Governor John Rankin says Bermuda and other British Overseas Territories will be supplied with a coronavirus (COVID-19) vaccine by authorities in London once one becomes available.
“I am pleased to inform you that the UK government has agreed to supply the Overseas Territories from the COVID-19 vaccines that it procures – demonstrating again the UK’s commitment to supporting the people of the Overseas Territories in difficult times,” Rankin, who steps down as Governor at the end of November to take up a similar post in the British Virgin Islands, told Hamilton Rotary Club on Tuesday.
The pandemic was among topics Rankin covered as he looked back on his tenure as Governor, having arrived in the island in December 2016. His successor, Rena Lalgie, director of the UK’s Office of Financial Sanctions Implementation at the Treasury, will be Bermuda’s first black and female Governor.
Rankin highlighted the benefits to Bermuda during the pandemic because of its links with Britain.
“In addition to expert advice, the British government has provided substantial material assistance to Bermuda through the supply of COVID-19 testing kits and personal protective equipment, in addition to helping to find the two repatriation flights which allowed Bermudians in the UK to return home.
“The supplies provided, numbering in tens of thousands, have included PCR tests, surgical masks, digital thermometers, swabs, gloves, aprons and laboratory consumables.”
He said the total assistance given to the island since the start of the present financial year had topped £1.33 million (US$1.73 million).

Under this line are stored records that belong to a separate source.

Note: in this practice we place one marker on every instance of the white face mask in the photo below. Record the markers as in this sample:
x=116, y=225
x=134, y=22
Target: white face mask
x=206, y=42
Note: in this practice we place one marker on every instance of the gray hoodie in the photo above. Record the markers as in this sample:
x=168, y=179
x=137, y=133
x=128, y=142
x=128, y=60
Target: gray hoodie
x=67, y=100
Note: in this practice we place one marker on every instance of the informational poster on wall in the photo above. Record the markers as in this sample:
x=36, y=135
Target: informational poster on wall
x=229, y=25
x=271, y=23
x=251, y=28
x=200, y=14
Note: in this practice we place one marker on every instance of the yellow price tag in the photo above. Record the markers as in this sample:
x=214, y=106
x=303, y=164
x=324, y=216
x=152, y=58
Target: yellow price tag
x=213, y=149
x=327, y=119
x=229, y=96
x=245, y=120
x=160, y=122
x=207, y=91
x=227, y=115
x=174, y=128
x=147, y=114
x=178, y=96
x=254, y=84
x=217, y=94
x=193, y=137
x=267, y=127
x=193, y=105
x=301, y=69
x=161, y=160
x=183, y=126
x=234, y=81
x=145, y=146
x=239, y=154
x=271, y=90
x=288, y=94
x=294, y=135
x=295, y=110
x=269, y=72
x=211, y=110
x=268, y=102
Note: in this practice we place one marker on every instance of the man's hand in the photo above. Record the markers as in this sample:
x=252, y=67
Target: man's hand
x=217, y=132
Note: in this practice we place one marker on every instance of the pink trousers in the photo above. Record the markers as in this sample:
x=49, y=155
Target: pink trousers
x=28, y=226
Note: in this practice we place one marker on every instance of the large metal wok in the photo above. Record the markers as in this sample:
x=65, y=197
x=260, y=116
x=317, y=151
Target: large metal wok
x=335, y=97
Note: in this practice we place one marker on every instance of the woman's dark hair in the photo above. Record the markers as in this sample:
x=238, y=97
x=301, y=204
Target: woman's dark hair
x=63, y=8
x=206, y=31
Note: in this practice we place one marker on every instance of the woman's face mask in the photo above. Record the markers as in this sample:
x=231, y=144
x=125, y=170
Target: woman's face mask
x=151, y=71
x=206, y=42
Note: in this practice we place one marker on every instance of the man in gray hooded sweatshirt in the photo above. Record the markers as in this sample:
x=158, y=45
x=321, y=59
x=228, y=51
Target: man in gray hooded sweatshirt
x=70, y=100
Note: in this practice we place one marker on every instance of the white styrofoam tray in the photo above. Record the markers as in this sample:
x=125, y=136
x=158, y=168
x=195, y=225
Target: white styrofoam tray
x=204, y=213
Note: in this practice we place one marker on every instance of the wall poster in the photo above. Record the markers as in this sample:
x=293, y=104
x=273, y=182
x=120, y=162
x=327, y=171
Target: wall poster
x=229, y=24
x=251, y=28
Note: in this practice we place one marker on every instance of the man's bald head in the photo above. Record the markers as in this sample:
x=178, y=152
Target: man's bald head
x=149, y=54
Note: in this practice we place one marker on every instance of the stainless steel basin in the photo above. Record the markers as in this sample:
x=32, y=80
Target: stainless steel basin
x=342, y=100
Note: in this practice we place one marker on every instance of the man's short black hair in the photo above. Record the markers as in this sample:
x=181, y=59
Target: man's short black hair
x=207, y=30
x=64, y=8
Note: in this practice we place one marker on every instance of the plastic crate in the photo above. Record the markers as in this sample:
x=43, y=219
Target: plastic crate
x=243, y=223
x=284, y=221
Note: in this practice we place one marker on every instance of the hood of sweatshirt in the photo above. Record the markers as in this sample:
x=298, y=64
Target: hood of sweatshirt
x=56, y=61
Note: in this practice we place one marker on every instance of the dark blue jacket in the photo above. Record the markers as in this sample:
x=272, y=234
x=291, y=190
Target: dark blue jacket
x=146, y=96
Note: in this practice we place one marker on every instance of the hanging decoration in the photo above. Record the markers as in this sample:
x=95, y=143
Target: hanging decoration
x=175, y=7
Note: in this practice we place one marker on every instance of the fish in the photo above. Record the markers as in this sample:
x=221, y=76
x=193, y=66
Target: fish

Rankin told Rotarians he was “delighted” to learn that Bermuda had been downgraded by the United States Centres for Disease Control to the “very low” COVID-19 risk category – an “excellent” result and thanked Lee Rizzuto, the US Consul General, as well as “colleagues at the British Embassy in Washington” who had lobbied the US State Department on the subject.
The island’s confirmed COVID-19 cases rose to 194 on Tuesday after a resident who returned to the island from London on a British Airways flight on October 22 failed the day four test — the ninth person to produce a positive result in the past week.